NME was my first proper job, which I landed by submitting reviews while I was a student living in Bristol. Luckily I didn’t mess up too royally and they eventually let me come into the office. I’d always been interested in the new music scene and was always out at gigs every night, so it wasn’t long before I’d wangled my way into becoming new bands editor. After a year of that, I became features editor and then when the deputy editor role came up at the start of this year, I thought I’d go for it.
What are the main skills you need to be a music writer?
An interesting way of saying something, an opinion and an insatiable appetite for new music. You don’t necessarily need an encyclopaedic knowledge of rock history, but you do need the enthusiasm and stamina to be able to go out to gigs every night and turn a report around for the following morning.
What’s the biggest mistake that people tend to make when they’re trying to be a music writer?

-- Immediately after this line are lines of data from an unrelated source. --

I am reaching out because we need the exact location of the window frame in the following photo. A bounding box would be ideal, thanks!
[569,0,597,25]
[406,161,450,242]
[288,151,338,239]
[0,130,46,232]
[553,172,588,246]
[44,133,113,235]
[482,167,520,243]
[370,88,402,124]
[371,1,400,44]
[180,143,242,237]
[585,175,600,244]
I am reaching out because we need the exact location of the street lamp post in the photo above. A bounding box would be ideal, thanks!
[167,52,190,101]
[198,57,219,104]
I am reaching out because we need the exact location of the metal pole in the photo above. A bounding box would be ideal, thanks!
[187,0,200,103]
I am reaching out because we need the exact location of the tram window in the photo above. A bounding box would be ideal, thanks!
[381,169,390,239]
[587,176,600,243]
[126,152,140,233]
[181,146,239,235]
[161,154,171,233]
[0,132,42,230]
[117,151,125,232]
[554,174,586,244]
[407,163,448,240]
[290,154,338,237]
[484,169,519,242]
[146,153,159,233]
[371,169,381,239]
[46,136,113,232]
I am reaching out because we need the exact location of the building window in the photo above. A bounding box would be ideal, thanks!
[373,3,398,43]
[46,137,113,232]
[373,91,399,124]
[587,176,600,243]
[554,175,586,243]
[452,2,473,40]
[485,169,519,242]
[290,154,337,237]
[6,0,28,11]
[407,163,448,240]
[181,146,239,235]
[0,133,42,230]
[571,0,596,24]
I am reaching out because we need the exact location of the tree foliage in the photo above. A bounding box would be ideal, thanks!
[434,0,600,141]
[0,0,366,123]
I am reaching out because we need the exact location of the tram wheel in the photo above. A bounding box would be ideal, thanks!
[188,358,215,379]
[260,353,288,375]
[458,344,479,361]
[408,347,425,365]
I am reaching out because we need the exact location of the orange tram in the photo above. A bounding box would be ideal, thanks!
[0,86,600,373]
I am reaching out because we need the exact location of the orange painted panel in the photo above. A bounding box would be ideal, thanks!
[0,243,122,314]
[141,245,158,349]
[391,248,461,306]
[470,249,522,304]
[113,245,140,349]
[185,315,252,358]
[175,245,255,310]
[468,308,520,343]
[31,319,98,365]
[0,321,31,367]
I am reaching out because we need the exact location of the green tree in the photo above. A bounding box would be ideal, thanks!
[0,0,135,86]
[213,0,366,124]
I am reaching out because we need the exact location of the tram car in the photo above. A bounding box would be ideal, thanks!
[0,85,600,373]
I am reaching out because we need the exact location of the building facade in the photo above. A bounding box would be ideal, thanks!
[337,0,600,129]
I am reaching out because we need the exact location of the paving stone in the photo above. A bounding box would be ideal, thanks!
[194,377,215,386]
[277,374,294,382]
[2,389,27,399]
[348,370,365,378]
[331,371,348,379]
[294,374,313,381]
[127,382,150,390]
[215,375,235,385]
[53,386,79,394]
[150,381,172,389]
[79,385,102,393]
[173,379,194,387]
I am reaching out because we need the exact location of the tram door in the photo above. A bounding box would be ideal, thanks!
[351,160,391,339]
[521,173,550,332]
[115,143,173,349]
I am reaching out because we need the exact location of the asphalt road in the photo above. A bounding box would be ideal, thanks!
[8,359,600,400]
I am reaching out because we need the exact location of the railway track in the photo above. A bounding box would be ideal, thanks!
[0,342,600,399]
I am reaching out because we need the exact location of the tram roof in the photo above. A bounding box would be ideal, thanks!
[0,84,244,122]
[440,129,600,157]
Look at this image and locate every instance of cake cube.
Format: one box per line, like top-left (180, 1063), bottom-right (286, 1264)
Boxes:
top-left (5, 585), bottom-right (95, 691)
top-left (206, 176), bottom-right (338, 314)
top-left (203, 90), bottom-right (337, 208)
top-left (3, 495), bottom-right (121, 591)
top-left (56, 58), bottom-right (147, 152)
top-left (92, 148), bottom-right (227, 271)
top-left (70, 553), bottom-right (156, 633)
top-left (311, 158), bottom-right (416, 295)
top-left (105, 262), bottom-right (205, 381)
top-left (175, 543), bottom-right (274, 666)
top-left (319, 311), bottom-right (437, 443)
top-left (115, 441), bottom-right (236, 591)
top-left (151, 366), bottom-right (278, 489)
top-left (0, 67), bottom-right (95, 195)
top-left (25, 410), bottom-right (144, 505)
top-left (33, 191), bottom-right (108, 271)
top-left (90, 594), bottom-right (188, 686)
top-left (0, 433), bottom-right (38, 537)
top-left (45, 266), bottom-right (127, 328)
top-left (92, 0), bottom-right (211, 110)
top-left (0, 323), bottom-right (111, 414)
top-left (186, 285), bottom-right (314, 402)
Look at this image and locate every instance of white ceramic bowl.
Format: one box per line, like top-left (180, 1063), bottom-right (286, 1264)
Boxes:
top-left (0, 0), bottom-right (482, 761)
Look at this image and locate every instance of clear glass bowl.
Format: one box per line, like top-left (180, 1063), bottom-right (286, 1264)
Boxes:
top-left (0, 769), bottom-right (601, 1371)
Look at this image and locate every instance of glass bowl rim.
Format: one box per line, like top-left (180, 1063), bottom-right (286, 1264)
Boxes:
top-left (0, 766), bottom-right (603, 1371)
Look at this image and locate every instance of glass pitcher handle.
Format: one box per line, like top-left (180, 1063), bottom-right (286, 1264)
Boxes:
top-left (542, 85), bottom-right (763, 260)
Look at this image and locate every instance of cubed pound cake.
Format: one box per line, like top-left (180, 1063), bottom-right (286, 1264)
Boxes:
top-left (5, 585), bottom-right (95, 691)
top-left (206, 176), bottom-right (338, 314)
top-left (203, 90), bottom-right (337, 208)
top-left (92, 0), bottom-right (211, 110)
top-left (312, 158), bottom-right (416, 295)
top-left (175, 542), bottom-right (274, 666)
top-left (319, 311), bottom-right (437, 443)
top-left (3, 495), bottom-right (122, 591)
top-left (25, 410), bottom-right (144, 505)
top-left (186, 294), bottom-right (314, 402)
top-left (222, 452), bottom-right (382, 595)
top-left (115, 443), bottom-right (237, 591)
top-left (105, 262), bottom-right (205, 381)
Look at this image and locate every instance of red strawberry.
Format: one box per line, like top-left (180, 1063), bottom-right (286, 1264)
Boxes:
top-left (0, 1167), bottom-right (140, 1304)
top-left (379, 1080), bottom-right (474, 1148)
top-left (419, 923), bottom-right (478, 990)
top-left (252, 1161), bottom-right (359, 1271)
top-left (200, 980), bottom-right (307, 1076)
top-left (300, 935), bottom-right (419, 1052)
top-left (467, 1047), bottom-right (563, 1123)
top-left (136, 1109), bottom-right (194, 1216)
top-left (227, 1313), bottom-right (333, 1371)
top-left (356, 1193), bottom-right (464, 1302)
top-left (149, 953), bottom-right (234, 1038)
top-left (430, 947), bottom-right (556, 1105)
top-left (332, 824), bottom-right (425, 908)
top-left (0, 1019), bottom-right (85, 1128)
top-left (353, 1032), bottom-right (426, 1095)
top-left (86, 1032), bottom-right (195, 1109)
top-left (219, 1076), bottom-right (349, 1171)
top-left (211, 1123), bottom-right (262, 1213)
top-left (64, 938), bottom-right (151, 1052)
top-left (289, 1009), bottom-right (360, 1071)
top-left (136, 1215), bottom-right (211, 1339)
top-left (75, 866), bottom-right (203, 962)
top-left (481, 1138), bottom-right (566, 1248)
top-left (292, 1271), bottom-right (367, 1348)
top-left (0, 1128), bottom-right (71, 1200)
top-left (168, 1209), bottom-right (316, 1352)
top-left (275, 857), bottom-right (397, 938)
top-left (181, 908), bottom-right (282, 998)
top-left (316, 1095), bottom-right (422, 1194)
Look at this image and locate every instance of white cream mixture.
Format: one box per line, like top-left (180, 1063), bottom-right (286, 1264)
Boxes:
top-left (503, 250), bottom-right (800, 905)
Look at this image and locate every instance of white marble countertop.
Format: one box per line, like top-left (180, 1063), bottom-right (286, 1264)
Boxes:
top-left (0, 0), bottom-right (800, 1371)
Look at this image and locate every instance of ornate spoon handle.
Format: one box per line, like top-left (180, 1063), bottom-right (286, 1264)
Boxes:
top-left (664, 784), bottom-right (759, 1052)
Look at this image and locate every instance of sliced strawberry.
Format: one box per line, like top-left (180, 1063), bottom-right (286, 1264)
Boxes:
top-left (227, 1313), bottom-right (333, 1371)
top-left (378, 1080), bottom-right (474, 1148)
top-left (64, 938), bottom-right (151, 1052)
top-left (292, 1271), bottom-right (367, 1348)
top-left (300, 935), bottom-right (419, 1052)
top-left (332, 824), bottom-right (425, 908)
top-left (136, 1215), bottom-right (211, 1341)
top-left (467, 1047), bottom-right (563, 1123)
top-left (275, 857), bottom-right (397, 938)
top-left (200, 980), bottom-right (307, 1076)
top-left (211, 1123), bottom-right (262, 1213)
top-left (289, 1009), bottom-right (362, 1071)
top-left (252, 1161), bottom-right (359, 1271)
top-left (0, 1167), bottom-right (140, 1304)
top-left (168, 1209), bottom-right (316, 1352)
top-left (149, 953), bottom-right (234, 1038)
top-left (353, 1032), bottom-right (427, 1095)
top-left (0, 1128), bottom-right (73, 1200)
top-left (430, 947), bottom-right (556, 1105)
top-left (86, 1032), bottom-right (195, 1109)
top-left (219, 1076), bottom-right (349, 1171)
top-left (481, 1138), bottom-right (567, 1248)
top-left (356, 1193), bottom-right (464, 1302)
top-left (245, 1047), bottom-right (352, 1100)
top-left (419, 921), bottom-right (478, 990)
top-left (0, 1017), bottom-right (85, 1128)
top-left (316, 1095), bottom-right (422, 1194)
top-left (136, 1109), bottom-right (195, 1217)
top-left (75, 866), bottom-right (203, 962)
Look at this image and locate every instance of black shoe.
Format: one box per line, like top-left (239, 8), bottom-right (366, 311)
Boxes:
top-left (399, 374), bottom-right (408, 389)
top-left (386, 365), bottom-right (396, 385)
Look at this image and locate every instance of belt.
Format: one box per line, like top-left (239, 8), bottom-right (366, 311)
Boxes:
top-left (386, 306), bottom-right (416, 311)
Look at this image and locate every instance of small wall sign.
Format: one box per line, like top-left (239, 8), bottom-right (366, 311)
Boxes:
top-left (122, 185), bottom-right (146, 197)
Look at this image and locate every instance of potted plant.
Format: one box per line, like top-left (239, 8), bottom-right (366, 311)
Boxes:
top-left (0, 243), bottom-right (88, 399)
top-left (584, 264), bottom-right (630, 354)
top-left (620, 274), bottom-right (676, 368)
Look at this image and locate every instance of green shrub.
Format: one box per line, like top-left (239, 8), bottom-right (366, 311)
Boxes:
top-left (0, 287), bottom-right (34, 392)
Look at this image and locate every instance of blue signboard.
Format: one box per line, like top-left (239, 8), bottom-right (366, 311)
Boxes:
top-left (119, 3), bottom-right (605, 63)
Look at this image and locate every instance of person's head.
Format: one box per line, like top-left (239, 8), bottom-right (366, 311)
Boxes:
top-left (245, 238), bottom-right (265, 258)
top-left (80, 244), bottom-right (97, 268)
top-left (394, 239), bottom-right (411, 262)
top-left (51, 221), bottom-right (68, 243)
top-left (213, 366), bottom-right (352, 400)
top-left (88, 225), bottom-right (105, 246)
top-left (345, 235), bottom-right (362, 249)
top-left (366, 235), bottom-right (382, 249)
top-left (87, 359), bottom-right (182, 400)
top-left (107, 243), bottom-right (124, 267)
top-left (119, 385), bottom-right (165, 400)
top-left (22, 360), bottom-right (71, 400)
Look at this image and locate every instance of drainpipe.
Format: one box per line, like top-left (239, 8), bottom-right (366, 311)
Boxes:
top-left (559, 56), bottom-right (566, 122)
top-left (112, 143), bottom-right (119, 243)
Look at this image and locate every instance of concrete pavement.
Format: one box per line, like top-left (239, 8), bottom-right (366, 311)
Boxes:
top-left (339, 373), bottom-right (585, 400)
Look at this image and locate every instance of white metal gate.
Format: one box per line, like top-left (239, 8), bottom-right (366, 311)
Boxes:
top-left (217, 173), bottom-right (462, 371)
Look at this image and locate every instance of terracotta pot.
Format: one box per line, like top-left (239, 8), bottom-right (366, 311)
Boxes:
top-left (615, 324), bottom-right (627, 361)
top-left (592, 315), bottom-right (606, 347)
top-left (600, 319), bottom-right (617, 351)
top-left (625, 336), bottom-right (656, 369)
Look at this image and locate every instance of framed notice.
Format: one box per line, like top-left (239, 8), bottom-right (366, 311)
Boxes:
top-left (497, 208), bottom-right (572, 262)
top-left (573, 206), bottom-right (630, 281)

You tend to get a lot of reviews sent in that pander to what the person thinks a music review should read like, as opposed to actually having something new and original to say of their own. But the worst offenders are those who appear to have never picked up a copy of the magazine in their life. The kind who submit a 3,000-word essay on Tom Jones’s latest stadium tour and wonder why it never gets published.
What advice would you give to people who want to follow in your footsteps?
Start your own blog or write for as many websites and fanzines that’ll have you.
Become an expert on new music in your region. We’re always on the look-out for people willing to give up their Saturday night to review an unsigned gig in Penge.